In diesem Jahr kam zu Theater und Musik auch erstmals Bildende Kunst und Literatur ins Programm: Am Nurdachhaus führten Samstagabend nach Einbruch der Dunkelheit der Comic-Künstler El Jaro gemeinsam mit Tom Voyage eine Comic-Live-Show seiner „Kinky Comix“ vor.
Drumherum gab es wie immer viel zu entdecken und erleben: So bot El Jaro neben seiner Lesung auch einen Comic-Workshop an, bei dem die Teilnehmer:innen eigene Zeichnungen anfertigten. Am Nurdachhaus war eine Kino-Zeitreise installiert, im Schwarzlicht-Atelier malten Gäste mit Schwarzlichtfarbe Bilder und Dekoration für den Zauberwald, ein Science-Fiction-Live-Experiment war auf Mitmacher:innen angewiesen und es war ab Einbruch der Dunkelheit möglich, sich im Lichtgraffiti zu versuchen. Natürlich war auch das Konsolen-Café wieder eine zentrale Anlaufstelle. In Zusammenarbeit mit unseren Freunden vom Verein „Awesome Retro“ aus Utrecht, die einen Kleintransporter voll Daddelkram aus den Niederlanden mitbrachten, ist hier wieder ein gemütliches Retro-Gaming-Paradies entstanden. Und natürlich durfte auch das Tetris-Turnier nicht fehlen!
Die regnerischen Wetterprognosen bewahrheiteten sich nicht, das Wochenende blieb sonnig. In früheren Jahren war so etwas ein Grund zur Freude und wir müssen gestehen: Freakquenz bei Regen macht keinen Spaß. Aber der Klimawandel ist spürbar, auch auf der Waldeck, wo die Wiesen und Bäume nach wochenlanger Trockenheit braun geworden waren. Ein merkwürdiges Gefühl, vor dieser mahnenden Kulisse ein Fest zu veranstalten… Das Freakquenz ist zwar ein sehr kleines Festival und hat im Vergleich zu anderen Veranstaltungen einen niedrigen Energieverbrauch. Trotzdem hat uns beschäftigt, wie wir uns hier verhalten sollen und so haben wir entschieden, unsere Gäste um Spenden für den Klimaschutz zu bitten. Zusammen kamen 114,27 Euro für die Organisation „Atmosfair“ zur Förderung von Projekten für saubere und effiziente Energieversorgung in infrastrukturschwachen Regionen des globalen Südens.

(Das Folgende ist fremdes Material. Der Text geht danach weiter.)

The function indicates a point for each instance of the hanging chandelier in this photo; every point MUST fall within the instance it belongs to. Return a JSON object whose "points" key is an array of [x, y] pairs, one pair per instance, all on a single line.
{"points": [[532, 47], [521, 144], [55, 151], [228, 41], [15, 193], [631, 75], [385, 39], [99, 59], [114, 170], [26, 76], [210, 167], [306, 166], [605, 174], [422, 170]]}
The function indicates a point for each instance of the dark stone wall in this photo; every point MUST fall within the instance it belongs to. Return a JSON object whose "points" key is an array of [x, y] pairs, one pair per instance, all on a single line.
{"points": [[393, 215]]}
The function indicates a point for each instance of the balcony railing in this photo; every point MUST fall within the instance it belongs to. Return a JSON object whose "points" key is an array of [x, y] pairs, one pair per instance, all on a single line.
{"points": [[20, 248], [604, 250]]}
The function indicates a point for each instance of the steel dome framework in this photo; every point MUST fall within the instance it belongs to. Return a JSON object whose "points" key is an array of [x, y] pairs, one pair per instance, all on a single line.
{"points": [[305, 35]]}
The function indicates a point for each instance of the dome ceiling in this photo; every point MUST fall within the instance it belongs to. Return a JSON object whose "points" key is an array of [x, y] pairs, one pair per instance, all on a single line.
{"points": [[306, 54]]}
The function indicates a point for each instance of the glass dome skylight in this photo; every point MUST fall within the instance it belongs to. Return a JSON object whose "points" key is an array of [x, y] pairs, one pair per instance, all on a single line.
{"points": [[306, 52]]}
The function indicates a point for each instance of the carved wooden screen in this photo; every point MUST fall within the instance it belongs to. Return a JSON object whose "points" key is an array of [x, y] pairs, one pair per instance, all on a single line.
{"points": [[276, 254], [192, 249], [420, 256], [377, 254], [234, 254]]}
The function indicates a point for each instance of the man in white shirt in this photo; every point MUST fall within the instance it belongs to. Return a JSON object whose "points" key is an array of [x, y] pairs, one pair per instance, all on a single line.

Die Besuchszahlen waren zwar nicht ganz so hoch, wie wir gehofft hatten, angesichts der aktuell extrem schwierigen Situation in der Veranstaltungsbranche können wir aber zufrieden sein: Etwa 450 Menschen feierten dieses zehnte Freakquenz-Festival gemeinsam und wir haben uns über alte Bekannte aus unserem Stammpublikum genauso sehr gefreut wie über begeisterte Erstbesucher:innen, die unbedingt wiederkommen möchten. Wir kommen also finanziell wohl gerade über die Runden. Und was die Atmosphäre, die Musik und die künstlerischen Beiträge betrifft, würden wir in aller Bescheidenheit sagen: Das war ein voller Erfolg!
Möglich gemacht haben das natürlich auch das Burgteam und unsere Helfer:innen, bei denen wir uns noch einmal herzlich bedanken wollen. Wir hoffen, euch hat die gemeinsame Arbeit genauso viel Spaß gemacht wie uns. Die finanzielle Unterstützung, die wir vom Kultursommer Rheinland-Pfalz, der Kreissparkasse Rhein-Hunsrück und der Verbandsgemeinde Kastellaun bekommen, wird von privaten Spender:innen regelmäßig um eine große Summe aufgestockt. Für diese wichtige Unterstützung wollen wir uns ebenfalls herzlich bedanken! Besonderer Dank gilt auch der Dorweiler Feuerwehr, die den Parkplatz für uns regelte und uns damit einen großen Dienst erwies.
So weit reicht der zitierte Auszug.